Пишущего такой скукой не удивишь – в том числе и Суворина. Поэтому Чехов с ним не то чтобы откровенен, а не считает нужным ничего скрывать, утаивать или приводить какие-то мелочные, слишком подробные объяснения. Обоим не в новинку: при любом увлечении работой скука все равно неизбежна, и вдохновение, как и Царство Небесное, нудится, выдавливается по капле.

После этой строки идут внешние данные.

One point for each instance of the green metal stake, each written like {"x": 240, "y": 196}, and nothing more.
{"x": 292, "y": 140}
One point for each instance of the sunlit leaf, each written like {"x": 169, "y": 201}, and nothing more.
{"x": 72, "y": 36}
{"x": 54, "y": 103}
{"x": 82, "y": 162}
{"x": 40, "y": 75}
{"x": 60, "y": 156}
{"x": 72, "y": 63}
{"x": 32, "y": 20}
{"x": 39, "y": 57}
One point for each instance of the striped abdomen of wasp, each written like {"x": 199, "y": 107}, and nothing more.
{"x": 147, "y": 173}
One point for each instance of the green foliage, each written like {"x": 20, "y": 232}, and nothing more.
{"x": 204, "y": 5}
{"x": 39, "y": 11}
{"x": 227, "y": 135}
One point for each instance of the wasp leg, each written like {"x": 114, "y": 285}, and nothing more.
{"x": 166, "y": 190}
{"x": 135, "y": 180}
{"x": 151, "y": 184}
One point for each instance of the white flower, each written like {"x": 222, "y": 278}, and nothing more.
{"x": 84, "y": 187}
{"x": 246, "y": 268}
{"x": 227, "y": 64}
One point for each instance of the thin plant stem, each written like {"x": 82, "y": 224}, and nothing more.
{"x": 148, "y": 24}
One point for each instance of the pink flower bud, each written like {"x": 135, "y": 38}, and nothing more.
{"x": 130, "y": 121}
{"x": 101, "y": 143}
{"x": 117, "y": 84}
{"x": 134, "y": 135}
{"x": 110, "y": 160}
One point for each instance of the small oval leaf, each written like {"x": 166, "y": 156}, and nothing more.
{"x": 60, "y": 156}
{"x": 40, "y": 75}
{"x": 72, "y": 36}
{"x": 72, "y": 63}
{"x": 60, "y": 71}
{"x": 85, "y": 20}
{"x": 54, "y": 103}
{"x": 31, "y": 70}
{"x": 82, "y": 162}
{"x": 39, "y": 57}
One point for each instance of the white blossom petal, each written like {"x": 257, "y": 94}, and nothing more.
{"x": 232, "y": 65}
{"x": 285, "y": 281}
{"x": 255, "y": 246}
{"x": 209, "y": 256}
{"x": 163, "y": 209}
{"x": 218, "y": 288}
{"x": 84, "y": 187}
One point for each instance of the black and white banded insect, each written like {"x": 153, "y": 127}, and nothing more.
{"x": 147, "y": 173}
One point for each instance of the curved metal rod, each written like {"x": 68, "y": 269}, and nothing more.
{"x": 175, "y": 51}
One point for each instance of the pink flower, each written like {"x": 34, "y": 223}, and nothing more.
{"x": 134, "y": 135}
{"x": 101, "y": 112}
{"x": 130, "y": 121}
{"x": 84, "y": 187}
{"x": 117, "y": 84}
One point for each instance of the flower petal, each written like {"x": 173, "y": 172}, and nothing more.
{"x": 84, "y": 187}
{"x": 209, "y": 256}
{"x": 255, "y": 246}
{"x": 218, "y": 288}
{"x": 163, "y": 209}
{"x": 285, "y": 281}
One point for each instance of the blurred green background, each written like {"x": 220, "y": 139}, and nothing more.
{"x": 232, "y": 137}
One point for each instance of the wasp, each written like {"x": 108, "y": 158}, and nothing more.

Но у чеховской скуки есть еще один едва различимый оттенок: она не только от писательского ремесла, но и – от жизни. Скука эта не простая, а с секретом, затейливым вывертом – экзистенциальная, как сказали бы мы сейчас. От соприкосновения с изнанкой жизни (подобный образ мы у Чехова находим – подштанники жизни). Да, снаружи – изящное вышивание разноцветными нитями, прихотливый узор, поющий соловей и распустившаяся роза, а с изнанки – узелки, концы оборванных нитей, от одного вида которых становится как-то неприятно, нехорошо, не по себе, словно перед обмороком или припадком.
Такова, собственно, чеховская скука, преддорожное чувство.
Пожалуй, точнее всего определить ее словами экзистенциалиста Камю: «…легкое отвращение перед будущим, называемое тревогой». Отвращение – перед будущим. Почти тошнота, по Сартру.
Вот она, изнанка!
Да, не скучно, а как-то по-особому тревожно Чехову, хотя он, конечно, не позволяет себе признаться в этом. Позволит позже в письме Лидии Авиловой: «При одной мысли, что я должен уехать, у меня опускаются руки и нет охоты работать». Но сейчас – не время, поэтому – молчок. Пожаловаться, поплакать в жилетку не в его духе – тем более перед Сахалином, хотя чувство тревоги, соприкосновения с изнанкой незримо овевает исписанные им листочки. Маячит в очертаниях букв, сквозит между строк: «Завтра весна, а через 10–15 дней прилетают жаворонки. Но увы! – наступающая весна кажется мне чужою, ибо я от нее уеду».
Признание поразительное по своей неподдельной искренности и тончайшему психологизму. Скоро прилетают жаворонки – казалось бы, как хорошо, только радуйся, бодрись и ликуй. Но весна кажется ему чужой настолько, что и не смотрел бы в окно, задернул наглухо занавески, отвернулся, ведь все равно уезжать. Значит, весна ему не принадлежит, не его это радость, а чья-то.